Use the vcf.data.good for the next exercises
Look at allele classes.
Let’s examine the way SNPs are coded a bit more. We’ll just take a look at a few of the columns, filtering to keep SNPs with reasonable depth in both IMB211 and R500, and where IMB211 and R500 differ:
vcf.data.good <- vcf.data.good %>%
filter(IMB211_gt != R500_gt,
IMB211_tot.depth > 20,
R500_tot.depth > 20) %>%
select(CHROM, POS, REF, ALT, IMB211_gt, IMB211_tot.depth, R500_gt, R500_tot.depth)
Exercise 3: Examine the vcf.data.good object. What do the “0/0”, “0/1”, and “1/1” values indicate? Use IGV to look at a few of the positions above and then explain what “0/0”, “0/1”, and “1/1” values indicate.
We can count the number of SNPS of different classes using table:
table(vcf.data.good$IMB211_gt)
table(vcf.data.good$R500_gt)
We can even count the numbers common and unique to each cultivar
vcf.data.good %>% select(IMB211_gt, R500_gt) %>% ftable
Exercise 4
a Which SNPS would be most useful for a downstream mapping analysis of F2 progeny generated from a cross of IMB211 and R500? (Ignore the allele categories that have “2”, “3”, or “4”). Hint: you want SNPs that will unambiguously distinguish a locus as coming from IMB211 or R500.
b Subset the vcf.data.good data frame so that you only have these SNPs. Place the results in vcf.data.good.F2
c How many SNPS are retained?
Exercise 5
a Using the high quality F2 SNP list from Exercise 4 (vcf.data.good.F2), for each SNP plot its position on the chromosome (x axis), and total read depth (R500 and IMB211 combined) (y axis).

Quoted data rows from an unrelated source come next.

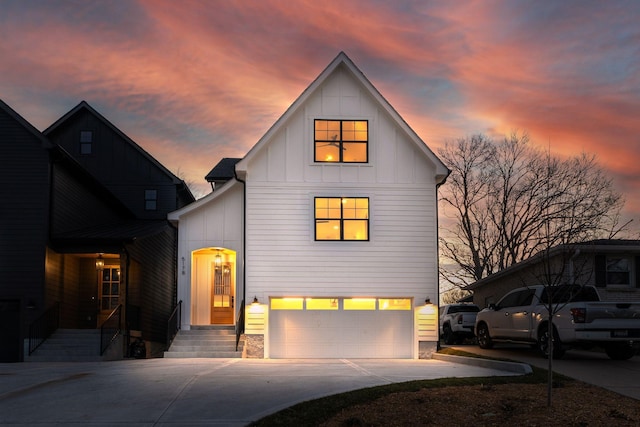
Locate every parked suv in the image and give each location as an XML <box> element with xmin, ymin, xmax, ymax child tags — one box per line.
<box><xmin>440</xmin><ymin>303</ymin><xmax>480</xmax><ymax>345</ymax></box>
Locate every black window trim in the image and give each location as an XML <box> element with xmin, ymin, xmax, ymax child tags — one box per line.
<box><xmin>313</xmin><ymin>118</ymin><xmax>371</xmax><ymax>165</ymax></box>
<box><xmin>313</xmin><ymin>196</ymin><xmax>371</xmax><ymax>242</ymax></box>
<box><xmin>78</xmin><ymin>129</ymin><xmax>95</xmax><ymax>156</ymax></box>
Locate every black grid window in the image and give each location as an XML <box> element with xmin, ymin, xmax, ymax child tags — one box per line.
<box><xmin>314</xmin><ymin>197</ymin><xmax>369</xmax><ymax>240</ymax></box>
<box><xmin>314</xmin><ymin>119</ymin><xmax>369</xmax><ymax>163</ymax></box>
<box><xmin>144</xmin><ymin>190</ymin><xmax>158</xmax><ymax>211</ymax></box>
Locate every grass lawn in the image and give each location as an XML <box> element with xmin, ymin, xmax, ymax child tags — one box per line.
<box><xmin>250</xmin><ymin>349</ymin><xmax>574</xmax><ymax>427</ymax></box>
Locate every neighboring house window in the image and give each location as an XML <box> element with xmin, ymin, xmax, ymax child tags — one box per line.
<box><xmin>100</xmin><ymin>266</ymin><xmax>120</xmax><ymax>311</ymax></box>
<box><xmin>314</xmin><ymin>120</ymin><xmax>369</xmax><ymax>163</ymax></box>
<box><xmin>80</xmin><ymin>130</ymin><xmax>93</xmax><ymax>155</ymax></box>
<box><xmin>315</xmin><ymin>197</ymin><xmax>369</xmax><ymax>240</ymax></box>
<box><xmin>596</xmin><ymin>255</ymin><xmax>631</xmax><ymax>286</ymax></box>
<box><xmin>144</xmin><ymin>190</ymin><xmax>158</xmax><ymax>211</ymax></box>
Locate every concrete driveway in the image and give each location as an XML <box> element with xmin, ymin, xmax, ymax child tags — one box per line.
<box><xmin>0</xmin><ymin>359</ymin><xmax>517</xmax><ymax>427</ymax></box>
<box><xmin>452</xmin><ymin>343</ymin><xmax>640</xmax><ymax>400</ymax></box>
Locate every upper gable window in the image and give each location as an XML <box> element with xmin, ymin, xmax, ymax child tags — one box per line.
<box><xmin>314</xmin><ymin>119</ymin><xmax>369</xmax><ymax>163</ymax></box>
<box><xmin>80</xmin><ymin>130</ymin><xmax>93</xmax><ymax>155</ymax></box>
<box><xmin>144</xmin><ymin>190</ymin><xmax>158</xmax><ymax>211</ymax></box>
<box><xmin>315</xmin><ymin>197</ymin><xmax>369</xmax><ymax>240</ymax></box>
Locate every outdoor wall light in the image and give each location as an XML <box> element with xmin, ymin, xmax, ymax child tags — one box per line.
<box><xmin>96</xmin><ymin>254</ymin><xmax>104</xmax><ymax>271</ymax></box>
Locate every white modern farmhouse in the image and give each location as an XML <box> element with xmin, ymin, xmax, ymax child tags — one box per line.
<box><xmin>169</xmin><ymin>53</ymin><xmax>449</xmax><ymax>358</ymax></box>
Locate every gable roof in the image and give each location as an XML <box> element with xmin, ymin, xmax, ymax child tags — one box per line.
<box><xmin>42</xmin><ymin>101</ymin><xmax>193</xmax><ymax>191</ymax></box>
<box><xmin>204</xmin><ymin>157</ymin><xmax>242</xmax><ymax>182</ymax></box>
<box><xmin>0</xmin><ymin>99</ymin><xmax>53</xmax><ymax>148</ymax></box>
<box><xmin>236</xmin><ymin>52</ymin><xmax>450</xmax><ymax>185</ymax></box>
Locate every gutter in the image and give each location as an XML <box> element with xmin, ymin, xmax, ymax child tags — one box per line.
<box><xmin>233</xmin><ymin>171</ymin><xmax>247</xmax><ymax>314</ymax></box>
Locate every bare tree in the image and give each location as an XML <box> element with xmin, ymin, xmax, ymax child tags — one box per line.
<box><xmin>440</xmin><ymin>288</ymin><xmax>471</xmax><ymax>304</ymax></box>
<box><xmin>439</xmin><ymin>132</ymin><xmax>628</xmax><ymax>285</ymax></box>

Optional: color each SNP based on the percentage of reads that are R500. (optional part not graded).
b Use the help function to learn about xlim(). Use this function to plot only the region between 20,000,000 and 25,000,000 bp. Why might there be gaps with no SNPs?
For Fun (??)–not graded–
Plot the number of each type of base change (A->G, etc). Are there differences? Is this expected?
Additional options
There is a an R package vcfR that can help with import and analysis of vcf files in R. This provides an alternative to the the tasks we did above such as adding the header info and extracting the genotype information. It may be worth exploring this package if you are doing a lot of this type of work, although I personally have found using the tidyverse functions here to be more intuitive (and quicker) than the vcfR package.